大規模データ解析を目的としたCT画像からの大腿骨前捻角の全自動測定法

堀本 悠司 (1551097)


大腿骨前捻角の計測は人工股関節全置換術や骨折の治療時などに有用な情報を提供する. 人工股関節全置換術とは, 慢性関節リウマチ, 大腿骨頭壊死, 変形性股関節症等の症例によって変形した股関節を インプラントに入れ替える手術であり, 整形外科で広く用いられる手術である. この手術計画時に大腿骨前捻角の測定は行われる. 実際の医療現場では医師が手動で計測を行っており,医師の負担増加や測定者によっての誤差が問題として挙げられる.
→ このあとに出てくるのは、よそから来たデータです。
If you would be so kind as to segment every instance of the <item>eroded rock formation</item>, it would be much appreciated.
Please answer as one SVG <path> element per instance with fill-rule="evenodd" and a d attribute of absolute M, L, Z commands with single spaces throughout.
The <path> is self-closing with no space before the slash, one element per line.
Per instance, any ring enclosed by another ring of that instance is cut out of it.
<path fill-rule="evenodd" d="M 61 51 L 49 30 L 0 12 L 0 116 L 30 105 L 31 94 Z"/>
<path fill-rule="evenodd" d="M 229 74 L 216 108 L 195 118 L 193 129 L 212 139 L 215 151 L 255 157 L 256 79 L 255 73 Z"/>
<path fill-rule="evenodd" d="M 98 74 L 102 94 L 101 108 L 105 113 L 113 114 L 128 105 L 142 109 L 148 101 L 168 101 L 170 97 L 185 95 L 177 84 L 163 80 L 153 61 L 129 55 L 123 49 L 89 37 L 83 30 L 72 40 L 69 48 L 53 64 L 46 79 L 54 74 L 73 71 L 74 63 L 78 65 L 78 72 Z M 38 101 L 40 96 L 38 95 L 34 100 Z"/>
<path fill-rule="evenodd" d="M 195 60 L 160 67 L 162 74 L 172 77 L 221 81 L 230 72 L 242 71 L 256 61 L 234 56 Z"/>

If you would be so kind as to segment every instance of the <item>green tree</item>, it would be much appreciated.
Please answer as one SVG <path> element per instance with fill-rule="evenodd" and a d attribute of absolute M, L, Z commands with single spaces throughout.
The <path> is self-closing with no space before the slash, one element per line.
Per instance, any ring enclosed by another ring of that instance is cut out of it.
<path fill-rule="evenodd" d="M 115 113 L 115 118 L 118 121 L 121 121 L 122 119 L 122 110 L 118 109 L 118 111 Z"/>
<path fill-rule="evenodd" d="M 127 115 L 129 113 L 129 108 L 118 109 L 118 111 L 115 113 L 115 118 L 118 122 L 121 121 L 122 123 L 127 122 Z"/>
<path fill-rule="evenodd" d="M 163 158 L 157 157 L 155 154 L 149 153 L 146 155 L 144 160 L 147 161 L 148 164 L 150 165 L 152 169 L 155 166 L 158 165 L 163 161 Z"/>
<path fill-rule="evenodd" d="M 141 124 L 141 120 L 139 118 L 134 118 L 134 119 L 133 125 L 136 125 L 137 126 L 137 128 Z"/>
本研究では,大規模データでの解析を目的としてCT画像から全自動で大腿骨前捻角の測定を行った. 提案手法は学習段階と測定段階に分けられる.学習段階では統計形状モデルの作成と平均形状モデルの作成を行う. そして平均形状モデルに対して手動で大腿骨頚部範囲を設定し,大腿骨頚部範囲の頂点インデックスを取得する. 測定段階ではCT画像から大腿骨領域を自動抽出し, 学習段階で得た大腿骨頚部範囲の頂点インデックスを用いて大腿骨頚部範囲モデルを作成する. 作成された大腿骨頚部範囲モデルに対してパラメタリゼーションを行い,滑らかな輪切りを行う, 輪切りにされた輪郭線の各重心位置を計算して直線当てはめにより大腿骨頚部軸の設定を行う. こうして作成された大腿骨頚部軸を利用して大腿骨前捻角を測定する.